Это было лишь одно из ухищрений моего отца. Однако я думал, что после такой опасной игры он больше не появится, что не захочет встречаться со мной и с моими обвинениями или, как минимум, хотя бы будет более осмотрительным при маскировке. Но не прошло и года после того события, как он появился на международном шахматном турнире, в качестве одного из претендентов на титул чемпиона, опять оказался в нашем городе и стал осторожно расспрашивать обо мне. Книги он публиковал под вымышленными именами, принося в жертву свои амбиции, а личности матери, сестры и мою выводил в своих мемуарах с изрядной долей ретуши, о себе говоря весьма сдержанно, лишая читателей биографических деталей. Он стал молчалив и подозрителен, избегал интервью и не позволял себя спровоцировать. В тот момент, когда понимал, что попал в ловушку, то прибегал к самым недостойным способам спасения от моего любопытства. Однажды заперся в гостиничном клозете и не выходил оттуда до утра. Когда я позвал портье, боясь самого страшного, и когда мы топорами выломали дверь, то его там уже не было. Версия, что он протиснулся через канализацию, казалась почти абсурдной, но я ее с уверенностью поддержал. И чем больше он от меня прятался, тем больше я старался найти его и разоблачить, твердо уверенный в том, что однажды у меня получится, или я хотя бы лишу его возможности меня провоцировать. Если бы мой отец согласился удалиться от мира, примириться со смертью, выбрать одно государство и одну семью, то и я не делал бы из этого проблему. Но он все равно упрямо стоял на своем, он не хотел смириться со старостью и смертью, а принял обличье Агасфера и, чаще всего притворившись немецким туристом, появлялся, чтобы дразнить мое любопытство, мучить меня во снах, напоминать мне о своем присутствии. Если он хотел доказать нам, что вопреки всему жив, то есть, наперекор всему миру, который якобы желал ему смерти, ладно, я ему верю. И к чему тогда, собственно, это его желание любой ценой дезавуировать заявление тети Ребекки, что он погиб в лагере смерти, оказавшись неспособным на бессмертие.
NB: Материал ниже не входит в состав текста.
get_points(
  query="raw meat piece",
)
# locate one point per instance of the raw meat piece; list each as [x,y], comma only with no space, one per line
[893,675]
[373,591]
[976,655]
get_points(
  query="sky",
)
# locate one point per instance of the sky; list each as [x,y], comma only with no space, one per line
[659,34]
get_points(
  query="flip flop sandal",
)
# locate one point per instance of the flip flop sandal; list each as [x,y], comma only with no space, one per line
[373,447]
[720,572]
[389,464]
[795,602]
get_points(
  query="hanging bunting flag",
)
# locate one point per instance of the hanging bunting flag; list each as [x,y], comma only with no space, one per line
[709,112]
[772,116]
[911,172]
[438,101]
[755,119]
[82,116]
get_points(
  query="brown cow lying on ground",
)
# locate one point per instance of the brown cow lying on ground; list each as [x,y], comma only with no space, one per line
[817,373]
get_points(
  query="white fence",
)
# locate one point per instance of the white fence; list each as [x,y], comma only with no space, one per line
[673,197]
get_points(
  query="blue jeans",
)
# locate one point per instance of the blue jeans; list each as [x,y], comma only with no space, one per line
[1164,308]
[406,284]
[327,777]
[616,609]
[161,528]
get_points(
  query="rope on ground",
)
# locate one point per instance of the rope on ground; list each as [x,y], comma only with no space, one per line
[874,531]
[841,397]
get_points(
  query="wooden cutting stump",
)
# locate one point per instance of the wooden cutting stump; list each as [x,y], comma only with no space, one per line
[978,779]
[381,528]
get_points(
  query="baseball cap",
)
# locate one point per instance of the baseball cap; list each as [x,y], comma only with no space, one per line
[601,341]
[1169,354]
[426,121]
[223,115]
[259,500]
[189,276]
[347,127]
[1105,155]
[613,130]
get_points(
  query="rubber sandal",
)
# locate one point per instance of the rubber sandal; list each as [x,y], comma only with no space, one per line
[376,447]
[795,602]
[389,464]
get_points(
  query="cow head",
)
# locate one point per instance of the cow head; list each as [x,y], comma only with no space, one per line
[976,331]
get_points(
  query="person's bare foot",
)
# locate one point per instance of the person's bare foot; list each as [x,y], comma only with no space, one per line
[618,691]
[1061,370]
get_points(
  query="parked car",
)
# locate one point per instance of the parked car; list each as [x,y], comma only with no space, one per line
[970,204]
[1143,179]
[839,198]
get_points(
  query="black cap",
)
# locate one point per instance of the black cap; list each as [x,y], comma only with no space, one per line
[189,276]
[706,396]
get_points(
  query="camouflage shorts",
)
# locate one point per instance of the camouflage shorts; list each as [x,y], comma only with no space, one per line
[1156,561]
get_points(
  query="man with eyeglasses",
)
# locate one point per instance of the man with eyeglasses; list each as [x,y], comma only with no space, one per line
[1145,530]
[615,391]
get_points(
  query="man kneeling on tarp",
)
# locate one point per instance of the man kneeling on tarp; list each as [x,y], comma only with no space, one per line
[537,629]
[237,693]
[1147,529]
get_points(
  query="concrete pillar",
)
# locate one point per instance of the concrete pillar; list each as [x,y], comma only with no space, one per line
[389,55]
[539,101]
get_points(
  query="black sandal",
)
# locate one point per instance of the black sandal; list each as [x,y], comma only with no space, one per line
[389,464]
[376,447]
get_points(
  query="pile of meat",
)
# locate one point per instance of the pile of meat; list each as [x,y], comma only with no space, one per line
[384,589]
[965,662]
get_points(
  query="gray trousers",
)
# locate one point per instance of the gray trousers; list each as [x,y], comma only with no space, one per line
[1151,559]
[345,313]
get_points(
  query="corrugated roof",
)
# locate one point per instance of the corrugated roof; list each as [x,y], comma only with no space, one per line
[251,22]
А вот когда я его видел последний раз, у него на рукаве была черная повязка. Он сидел в окружении пьяниц и горячо им доказывал, что траур носит по себе, потому что его якобы некому оплакать. Эта его способность к парадоксам, этот черный юмор, который меня бесил, никогда его не оставляли, равно как и желание доказывать свое присутствие материально, бия себя в грудь, что, вот, он живой, вопреки всему. Сознавая, видимо, тот факт, что я подслушиваю, он начал жаловаться на боли в пояснице, хватаясь за нее руками. Разумеется, он не стеснялся рассказывать о кое-каких интимных моментах, которые никого не касаются за пределами нашего дома: как сын однажды его избил его же тростью. Разумеется, он не сказал, что тогда был в стельку пьян, и что я ударил его тростью по спине, потому что он издевался над матерью, тыкая в нее железным наконечником. Но что меня разозлило больше всего, это лицедейство и увертки. Больше двадцати лет прошло с тех пор, как я его ударил (мне тогда было семь лет), а он выделывался перед публикой так, словно это случилось несколько часов назад, несколько мгновений назад. Разумеется, как только я подошел ближе, он начал говорить по-немецки, якобы он интересуется ценами на гостиничные услуги.
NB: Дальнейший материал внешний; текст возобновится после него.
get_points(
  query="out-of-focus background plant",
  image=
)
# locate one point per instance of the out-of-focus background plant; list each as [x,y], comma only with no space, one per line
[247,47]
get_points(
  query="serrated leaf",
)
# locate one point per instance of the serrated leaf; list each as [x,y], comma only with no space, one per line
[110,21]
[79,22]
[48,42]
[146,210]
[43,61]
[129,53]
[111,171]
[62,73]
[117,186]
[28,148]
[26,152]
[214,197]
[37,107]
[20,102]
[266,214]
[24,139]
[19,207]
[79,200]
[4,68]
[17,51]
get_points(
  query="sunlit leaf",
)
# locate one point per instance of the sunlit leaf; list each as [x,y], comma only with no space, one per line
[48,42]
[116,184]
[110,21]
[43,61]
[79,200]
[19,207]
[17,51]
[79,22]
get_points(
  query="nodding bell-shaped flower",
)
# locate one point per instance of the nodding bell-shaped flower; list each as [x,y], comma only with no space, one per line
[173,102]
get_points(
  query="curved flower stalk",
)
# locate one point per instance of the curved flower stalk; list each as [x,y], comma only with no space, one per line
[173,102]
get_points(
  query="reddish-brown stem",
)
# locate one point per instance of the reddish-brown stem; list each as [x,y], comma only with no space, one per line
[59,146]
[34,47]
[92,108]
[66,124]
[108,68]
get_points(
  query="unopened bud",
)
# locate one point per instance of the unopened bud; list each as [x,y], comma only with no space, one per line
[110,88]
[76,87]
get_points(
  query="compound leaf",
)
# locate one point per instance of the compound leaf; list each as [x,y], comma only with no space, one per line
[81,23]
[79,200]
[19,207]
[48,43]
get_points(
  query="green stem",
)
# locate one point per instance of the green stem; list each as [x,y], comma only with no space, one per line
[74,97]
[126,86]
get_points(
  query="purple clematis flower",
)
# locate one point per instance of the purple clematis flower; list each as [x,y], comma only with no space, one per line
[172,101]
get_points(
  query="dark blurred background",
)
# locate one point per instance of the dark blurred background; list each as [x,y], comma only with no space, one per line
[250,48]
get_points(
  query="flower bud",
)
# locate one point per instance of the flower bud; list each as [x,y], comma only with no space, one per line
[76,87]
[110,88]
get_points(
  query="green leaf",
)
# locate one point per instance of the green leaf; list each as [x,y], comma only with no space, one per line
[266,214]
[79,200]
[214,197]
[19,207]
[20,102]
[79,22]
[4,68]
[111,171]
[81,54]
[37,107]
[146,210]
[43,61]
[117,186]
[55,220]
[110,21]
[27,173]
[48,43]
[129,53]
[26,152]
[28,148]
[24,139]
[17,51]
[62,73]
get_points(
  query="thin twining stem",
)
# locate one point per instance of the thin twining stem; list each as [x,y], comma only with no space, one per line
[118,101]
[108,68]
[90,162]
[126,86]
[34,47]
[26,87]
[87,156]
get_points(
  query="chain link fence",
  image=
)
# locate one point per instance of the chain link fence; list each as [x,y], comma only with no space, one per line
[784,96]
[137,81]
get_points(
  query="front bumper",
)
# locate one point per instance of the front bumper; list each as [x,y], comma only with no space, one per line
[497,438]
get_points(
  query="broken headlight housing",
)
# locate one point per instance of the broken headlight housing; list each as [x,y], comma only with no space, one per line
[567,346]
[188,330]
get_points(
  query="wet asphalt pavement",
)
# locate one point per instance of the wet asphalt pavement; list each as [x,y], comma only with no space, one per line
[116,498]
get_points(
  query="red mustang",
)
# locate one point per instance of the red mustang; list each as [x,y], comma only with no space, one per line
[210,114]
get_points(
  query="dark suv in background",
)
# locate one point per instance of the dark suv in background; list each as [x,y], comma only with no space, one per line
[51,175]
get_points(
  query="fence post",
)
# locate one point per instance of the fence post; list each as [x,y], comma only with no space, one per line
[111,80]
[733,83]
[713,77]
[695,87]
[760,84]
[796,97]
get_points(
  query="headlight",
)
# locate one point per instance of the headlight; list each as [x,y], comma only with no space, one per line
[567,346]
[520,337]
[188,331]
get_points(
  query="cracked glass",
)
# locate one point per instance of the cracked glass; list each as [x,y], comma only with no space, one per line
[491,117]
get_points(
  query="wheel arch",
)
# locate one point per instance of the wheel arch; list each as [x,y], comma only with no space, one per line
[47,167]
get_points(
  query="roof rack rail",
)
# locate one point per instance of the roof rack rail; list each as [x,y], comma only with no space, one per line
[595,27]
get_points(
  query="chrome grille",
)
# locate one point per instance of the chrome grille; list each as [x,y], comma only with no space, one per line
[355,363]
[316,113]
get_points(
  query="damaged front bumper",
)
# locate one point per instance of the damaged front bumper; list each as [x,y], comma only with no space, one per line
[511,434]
КТО ЭТОТ ЧЕЛОВЕК И ЧЕГО ОН ОТ МЕНЯ ХОЧЕТ?
В те стародавние времена, когда еще носили полуцилиндры, а в Европе самодержавно правила экстравагантная венская мода, позднее барокко уже очевидного декаданса, в какое-то доисторическое время, давным-давно, древнее своего исторического пандана, и оттого хронологически неопределенное, сумеречной осенью в трактир У золотого льва как-то зашел человек в жесткой черной шляпе, в темном костюме, в очках в металлической оправе. Пепельные волосы были зачесаны на прямой пробор, в соответствии с капризом моды того времени; у него были длинные костлявые пальцы, как у неврастеников или легочных больных, а под высоким каучуковым воротничком сорочки крупным узлом был повязан черный галстук. Этому высокому каучуковому воротнику, вошедшему в моду, в каком смысле, по причине тоски по тем временам, которые уже становились далекой реальностью гнилой полуфеодальной Европы, предшествовала юнкерская униформа времен императора Франца-Иосифа; этот воротник, как корона, венчал собой мундир, придавая осанке исключительную изысканность и навязывая дисциплину, а посадке головы — гордость, идеалистическую приподнятость над уровнем глаз, над миром и временем. Этот накрахмаленный бастард священнического клобука и офицерского воротника, который своей сверкающей белизной завершал серьезные, темные мужские костюмы, давил на шею, как ярмо, и был антиподом той разнузданной, завезенной с нового континента спортивной моды, как оппозиция, как знак приверженности континентальному, средневековому духу и европейским буржуазным традициям. Голова была в тисках: это обязывало к гигиене, философскому языку и серьезности.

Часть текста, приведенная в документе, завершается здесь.